Recensione di Marianna Cappi
giovedì 14 aprile 2022
Recensione di Marianna Cappi
giovedì 14 aprile 2022

Henry Teague, silenzioso, barba lunga, sempre sul chi vive, fa presto amicizia con lo sconosciuto Mark, barbuto come lui, come lui di poche parole, e con un passato violento da dimenticare. È proprio questo che Mark propone a Henry: far parte di una potente organizzazione criminale che gli offre in cambio la possibilità di cancellare ogni traccia dei suoi crimini e di ricominciare da zero. Tra i due ha inizio perciò una simbiosi quotidiana, esasperata dalla solitudine vasta ed estrema della parte di Australia in cui si muovono. Quello che Henry non sa, però, è che Mark non è veramente chi dice di essere.

Ispirato ad una storia vera, quella della più grande operazione di polizia sotto copertura che l'Australia abbia mai portato a termine, The Stranger è un film teso e raggelante, che penetra sotto pelle.

L'esperienza a cui Thomas M. Wright sottopone lo spettatore è infatti quella del contatto non solo ravvicinato ma intimo con il Male, tanto più insidioso in quanto coperto da uno strato di dubbio (Mark deve portare Henry a confessare perché non ci sono prove della sua colpevolezza) e incarnato da un uomo solo e non più giovane, che pare trovare reale conforto nell'amicizia maschile e restituirla con gratitudine. Eppure quello di cui potrebbe essere responsabile Henry è un crimine orribile, il più terribile di tutti i crimini, perché la vittima è un bambino innocente.

Con grande maturità stilistica, nonostante sia solo al secondo lungometraggio da regista, Wright affresca un quadro cupo ma vibrante, in cui Joel Edgerton dà grande prova di sé con una performance tutta understatement che trasuda però angoscia e sentimento. "I don't do violence", mette in chiaro Henry quando accetta la proposta di Mark, e così fa Wright: il thriller è tutto psicologico, non si vede una sola arma. Ogni retropensiero va celato: a partire dagli occhi, pericoloso "specchio dell'anima", da camuffare con le lenti a contatto di un colore diverso.

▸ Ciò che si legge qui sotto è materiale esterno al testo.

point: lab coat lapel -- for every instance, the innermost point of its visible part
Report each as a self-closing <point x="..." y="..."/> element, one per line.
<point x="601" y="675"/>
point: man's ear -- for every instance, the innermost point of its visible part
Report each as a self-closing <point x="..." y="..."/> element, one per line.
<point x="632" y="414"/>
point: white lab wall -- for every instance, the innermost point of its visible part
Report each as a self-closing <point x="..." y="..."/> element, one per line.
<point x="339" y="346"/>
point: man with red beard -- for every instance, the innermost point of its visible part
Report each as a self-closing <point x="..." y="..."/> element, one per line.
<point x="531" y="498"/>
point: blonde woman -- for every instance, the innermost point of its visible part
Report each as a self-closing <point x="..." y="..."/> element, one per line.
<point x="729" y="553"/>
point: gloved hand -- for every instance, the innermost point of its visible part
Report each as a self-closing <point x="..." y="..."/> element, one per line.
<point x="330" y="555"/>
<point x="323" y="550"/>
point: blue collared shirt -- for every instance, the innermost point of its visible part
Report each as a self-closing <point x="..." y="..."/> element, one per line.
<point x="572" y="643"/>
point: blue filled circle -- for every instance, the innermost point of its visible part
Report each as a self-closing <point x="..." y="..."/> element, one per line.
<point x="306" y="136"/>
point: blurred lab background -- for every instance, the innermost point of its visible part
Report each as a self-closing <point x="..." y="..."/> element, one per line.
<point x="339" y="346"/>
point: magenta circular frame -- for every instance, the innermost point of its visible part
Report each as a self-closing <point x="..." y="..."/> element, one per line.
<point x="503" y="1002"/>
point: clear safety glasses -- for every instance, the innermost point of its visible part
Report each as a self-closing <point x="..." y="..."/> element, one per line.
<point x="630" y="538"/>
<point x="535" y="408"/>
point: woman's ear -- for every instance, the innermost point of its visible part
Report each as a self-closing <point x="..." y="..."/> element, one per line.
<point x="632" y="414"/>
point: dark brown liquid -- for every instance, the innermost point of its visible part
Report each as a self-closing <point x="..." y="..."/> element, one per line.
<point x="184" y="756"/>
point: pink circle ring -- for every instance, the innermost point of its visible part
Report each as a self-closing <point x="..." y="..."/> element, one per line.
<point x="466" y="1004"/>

Ogni coinvolgimento personale va tenuto a bada (un'efficace finezza del copione attribuisce a Mark un figlio piccolo, della stessa età del bambino scomparso), ogni incubo ricacciato in profondità. Ce lo anticipa l'immagine iniziale: arrivare al termine di questo film sarà come scalare un'enorme montagna, la cui cima è coperta dalla nebbia dell'incertezza, del possibile travisamento, del rischio di smarrimento.

Come sempre accade nei casi migliori, The Stranger è anche un film che parla del suo mezzo: nel fuoco sul mestiere d'attore del poliziotto, obbligato a non uscire mai nemmeno un secondo dal personaggio, nell'importanza data alla pratica della registrazione del suono, nella centralità dello sguardo, ad ogni livello. Ma la patina artistica non inficia né offusca il poliziesco, che resta solido e asciutto fino in fondo.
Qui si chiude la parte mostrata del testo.